Merci d'avoir mis en mot ce qu'on a ressenti dans les tripes.
Après plusieurs visionnages, là où je trouvais la narration expérimentale, patchwork, je l'appréhende maintenant comme un tout cohérent, organique, à la fois en poupées russes, en structure parallèle et en boucle. Le contexte historique d'abord, l'aspect mythologique/homérique ensuite (à la fois toile de fond et matière première de cet opéra rock), la rupture révolutionnaire du Nô, l'ascension d'un musical band débutant dans l'espace intimiste d'un pont pour finir en orgie scénique mainsteam, une histoire de transmission filiale refusée et de revanche réincarnée, une amitié à la fois pleine d'altérité et d'égoïsme... Le tout tissé dans un train d'union de 600 ans qui vient se conclure dans un final sombre, ou plutôt s'ouvrir vers une immortalité où chant et danse demeureront éternels.

BNK
26/11/2022 à 16:55

J'ai eu la chance de le voir (seulement 2 séances à Nice...), j'ai beaucoup aimé !
Le film se retient un peu pendant les 40 premières minutes mais dès qu'il lâche la bride c'est un spectacle fou, inventif et étonnant.

ano
26/11/2022 à 12:44

Un véritable ovni dans le paysage de l'animation. La direction artistique est de toute beauté, avec des visuels onirique qui impriment la rétine. La proposition d'un opéra rock anachronique fonctionne à merveille même si certaines séquances trainent en longueur et se répètent un peu.
Finalement on est plus touché par l'expérience visuelle et sensorielle que par l'histoire conté ou les personnages en eux-même.

LOV
23/11/2022 à 19:30

Graphisme stratospherique, emprunts choregraphiques a Mickael Jackson, emprunts musicaux a Queen, la transition entre theatre Noh et Shintoisme est un chef d'oeuvre animé, un pur bijou hors norme d'animation japonaise.
Deux spectateurs seulement dans la salle, c'est injuste...il faut sortir du referentiel a la "mord-moi-le-noeud" vehicule via la teloche !!!

Jeremy TAK
21/11/2022 à 18:55

Bonjour, juste une petite correction : la première série de Yuasa c'est Kemonozume en 2006 et non Ping Pong ;)
Pas de séances prévues chez moi pour Inu-Oh , la tristesse T_T

Loozap
19/11/2022 à 02:22

J'aime trop le concept

GTB
17/11/2022 à 14:23

Bon je ne fais aucune illusion, ce film ne sera pas en salles près de chez moi...mais il est clairement sur ma liste et dès sa dispo en VOD je me jetterai dessus.

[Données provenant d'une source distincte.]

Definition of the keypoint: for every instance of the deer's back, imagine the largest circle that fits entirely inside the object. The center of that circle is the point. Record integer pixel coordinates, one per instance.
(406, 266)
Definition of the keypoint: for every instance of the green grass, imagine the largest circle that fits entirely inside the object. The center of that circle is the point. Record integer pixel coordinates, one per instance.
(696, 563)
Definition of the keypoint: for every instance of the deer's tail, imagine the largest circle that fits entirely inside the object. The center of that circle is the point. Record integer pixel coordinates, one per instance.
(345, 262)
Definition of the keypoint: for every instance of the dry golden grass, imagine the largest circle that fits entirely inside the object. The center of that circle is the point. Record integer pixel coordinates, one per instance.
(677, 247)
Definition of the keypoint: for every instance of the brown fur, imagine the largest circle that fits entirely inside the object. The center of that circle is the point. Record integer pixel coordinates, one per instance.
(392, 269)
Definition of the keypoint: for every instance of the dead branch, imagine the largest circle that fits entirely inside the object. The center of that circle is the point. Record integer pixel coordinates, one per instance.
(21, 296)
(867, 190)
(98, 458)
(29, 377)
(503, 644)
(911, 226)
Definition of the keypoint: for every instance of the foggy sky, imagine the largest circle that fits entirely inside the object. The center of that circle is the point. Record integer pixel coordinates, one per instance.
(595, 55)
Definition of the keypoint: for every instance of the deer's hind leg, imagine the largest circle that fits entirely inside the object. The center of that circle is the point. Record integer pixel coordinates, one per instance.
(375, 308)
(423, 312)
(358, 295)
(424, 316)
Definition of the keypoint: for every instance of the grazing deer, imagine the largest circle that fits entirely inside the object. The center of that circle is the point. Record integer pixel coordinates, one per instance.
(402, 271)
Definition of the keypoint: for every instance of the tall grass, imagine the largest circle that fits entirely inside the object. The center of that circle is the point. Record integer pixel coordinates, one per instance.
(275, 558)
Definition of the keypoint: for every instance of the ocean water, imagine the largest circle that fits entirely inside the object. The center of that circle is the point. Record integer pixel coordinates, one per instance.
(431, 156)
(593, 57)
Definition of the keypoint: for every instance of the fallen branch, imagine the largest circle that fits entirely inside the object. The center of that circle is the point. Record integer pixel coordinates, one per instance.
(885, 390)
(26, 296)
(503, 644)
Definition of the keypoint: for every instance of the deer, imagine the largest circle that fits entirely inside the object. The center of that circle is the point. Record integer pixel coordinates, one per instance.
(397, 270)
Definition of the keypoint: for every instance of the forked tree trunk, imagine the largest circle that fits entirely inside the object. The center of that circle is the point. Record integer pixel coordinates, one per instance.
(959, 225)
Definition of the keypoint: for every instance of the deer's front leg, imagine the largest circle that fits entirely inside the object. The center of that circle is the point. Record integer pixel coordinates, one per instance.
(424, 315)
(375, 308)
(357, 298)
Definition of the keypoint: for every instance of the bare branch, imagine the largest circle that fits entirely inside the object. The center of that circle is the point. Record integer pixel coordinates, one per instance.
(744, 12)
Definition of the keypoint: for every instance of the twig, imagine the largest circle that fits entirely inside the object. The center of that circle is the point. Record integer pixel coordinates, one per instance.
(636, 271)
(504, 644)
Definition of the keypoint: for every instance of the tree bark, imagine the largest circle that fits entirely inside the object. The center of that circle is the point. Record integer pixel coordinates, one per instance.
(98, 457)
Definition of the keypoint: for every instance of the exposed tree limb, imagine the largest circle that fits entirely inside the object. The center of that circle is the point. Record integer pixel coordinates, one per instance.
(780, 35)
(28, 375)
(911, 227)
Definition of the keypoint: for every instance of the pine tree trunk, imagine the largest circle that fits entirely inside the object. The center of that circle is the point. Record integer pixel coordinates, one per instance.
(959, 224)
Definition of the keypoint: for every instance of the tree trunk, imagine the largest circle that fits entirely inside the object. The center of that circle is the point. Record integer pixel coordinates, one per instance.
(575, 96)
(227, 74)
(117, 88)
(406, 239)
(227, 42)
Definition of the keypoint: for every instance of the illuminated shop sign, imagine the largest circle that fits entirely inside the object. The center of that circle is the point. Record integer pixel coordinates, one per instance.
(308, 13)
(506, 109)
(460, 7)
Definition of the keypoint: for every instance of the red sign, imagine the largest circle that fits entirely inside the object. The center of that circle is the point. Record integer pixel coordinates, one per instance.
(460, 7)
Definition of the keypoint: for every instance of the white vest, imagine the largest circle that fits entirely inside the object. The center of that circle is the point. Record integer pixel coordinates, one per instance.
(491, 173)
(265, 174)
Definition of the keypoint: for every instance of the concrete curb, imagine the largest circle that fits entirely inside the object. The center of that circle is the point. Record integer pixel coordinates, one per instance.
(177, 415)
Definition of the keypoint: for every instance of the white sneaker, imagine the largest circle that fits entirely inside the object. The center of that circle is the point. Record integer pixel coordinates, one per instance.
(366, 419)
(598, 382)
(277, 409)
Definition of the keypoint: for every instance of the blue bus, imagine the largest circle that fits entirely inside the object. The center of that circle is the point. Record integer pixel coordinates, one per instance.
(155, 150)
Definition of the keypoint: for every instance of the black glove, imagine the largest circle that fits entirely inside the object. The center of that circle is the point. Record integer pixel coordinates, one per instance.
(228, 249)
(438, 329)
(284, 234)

"Ce dernier cultive par ailleurs une singularité remarquable dans le paysage actuel qui tend à s'uniformiser ou s'aseptiser"

Hm, je tempérerais ce constat. C'est pas plus le cas qu'avant. On a même des propositions visuelles très hétéroclites je trouve, et on reconnaît aisément la patte de Shinkai et des autres. Mais il est vrai que c'est pas aussi varié qu'en série anime, et qu'on ne trouve plus vraiment des approches/ des pattes comme celles des auteurs cités. Le cinéma de Satoshi Kon c'est quelque chose qu'on ne voit plus vraiment aujourd'hui, personne n'est sur ce terrain là.
Sinon dans les noms de la relève j'ajouterai Naoko Yamada qui apporte une sensibilité singulière à ses films.